Conocí a Alejandro y lo traté apenas dos o tres
años, y a sus hermanos. Formábamos parte de una panda de amiguetes, unidos por
la edad, los ideales y determinadas convicciones. Las circunstancias nos
separaron y nos distanciaron.
Me pilló descolocado, como tantas otras cosas en mi
vida, y todo aquel revuelo lo sufrí desde la lejanía y el silencio de quien no
solo habitaba la periferia; había además un claro deseo de olvidar, de no dejar
salir cosas ya dormidas o directamente apagadas.
Al ver su foto de ahora descubro el tiempo pasado,
más en mí que en él. Detrás de sus palabras percibo que mantiene el tono
reflexivo, mesurado, diáfano, respetuoso y firme que me transmitió en nuestra
juventud. El azar nos juntó en un entorno de influencia jesuítica, -ICADE de Areneros,
Comillas de Moncloa y Sagrado Corazón de Ferraz-, a pesar de la disparidad de
procedencias y de la muy presumible diversidad de destinos. Y fue aquella una
época muy particular, finales de los sesenta, en que todo nos parecía posible a
pesar de que nada diera visos de facilitarlo.

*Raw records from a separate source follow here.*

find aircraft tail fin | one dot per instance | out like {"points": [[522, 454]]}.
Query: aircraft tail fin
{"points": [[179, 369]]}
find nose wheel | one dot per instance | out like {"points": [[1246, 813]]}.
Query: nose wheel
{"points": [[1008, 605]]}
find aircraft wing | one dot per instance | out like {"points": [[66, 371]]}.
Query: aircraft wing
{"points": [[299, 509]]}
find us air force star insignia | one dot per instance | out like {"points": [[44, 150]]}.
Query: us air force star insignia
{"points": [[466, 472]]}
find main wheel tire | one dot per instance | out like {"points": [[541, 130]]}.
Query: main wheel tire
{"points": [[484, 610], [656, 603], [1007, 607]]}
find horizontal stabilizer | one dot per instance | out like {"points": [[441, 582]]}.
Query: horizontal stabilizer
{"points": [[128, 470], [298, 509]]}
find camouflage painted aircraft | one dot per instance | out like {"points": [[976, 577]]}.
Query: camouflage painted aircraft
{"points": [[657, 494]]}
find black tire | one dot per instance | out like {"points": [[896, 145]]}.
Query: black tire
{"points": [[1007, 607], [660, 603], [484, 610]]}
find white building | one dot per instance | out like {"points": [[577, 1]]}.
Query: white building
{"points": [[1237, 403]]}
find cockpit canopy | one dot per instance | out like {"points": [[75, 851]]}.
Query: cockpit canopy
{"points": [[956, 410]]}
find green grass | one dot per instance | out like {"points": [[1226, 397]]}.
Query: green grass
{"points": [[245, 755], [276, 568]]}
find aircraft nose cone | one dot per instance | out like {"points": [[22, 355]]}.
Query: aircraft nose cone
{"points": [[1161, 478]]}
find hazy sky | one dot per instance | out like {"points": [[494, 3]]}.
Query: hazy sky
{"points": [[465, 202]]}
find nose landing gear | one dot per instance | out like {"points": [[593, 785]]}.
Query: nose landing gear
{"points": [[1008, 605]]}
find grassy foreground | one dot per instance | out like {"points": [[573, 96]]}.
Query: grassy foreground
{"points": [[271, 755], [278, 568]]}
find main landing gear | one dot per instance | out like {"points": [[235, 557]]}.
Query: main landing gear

Tan jóvenes como éramos, no pretendíamos comernos el
mundo, sólo vivir erguidos y andar nuestros propios caminos. Y eso es lo que resulta
que hemos hecho, sólo eso. Cada cual a su paso, sorteando más o menos los
obstáculos naturales y, cómo no, los artificiales.
A lo visto, sin embargo, a unos les fue en ello casi
la vida, en tanto que a otros nadie nos lo trató de impedir o simplemente no
fuimos conscientes y pasamos indemnes e ignorantes.
¡Cuarenta años son muchos años para llevar encima
tanta carga! Bienaventurados aquellos que sobreviviendo no han recocido el
corazón y lo han conservado limpio, cálido y generoso!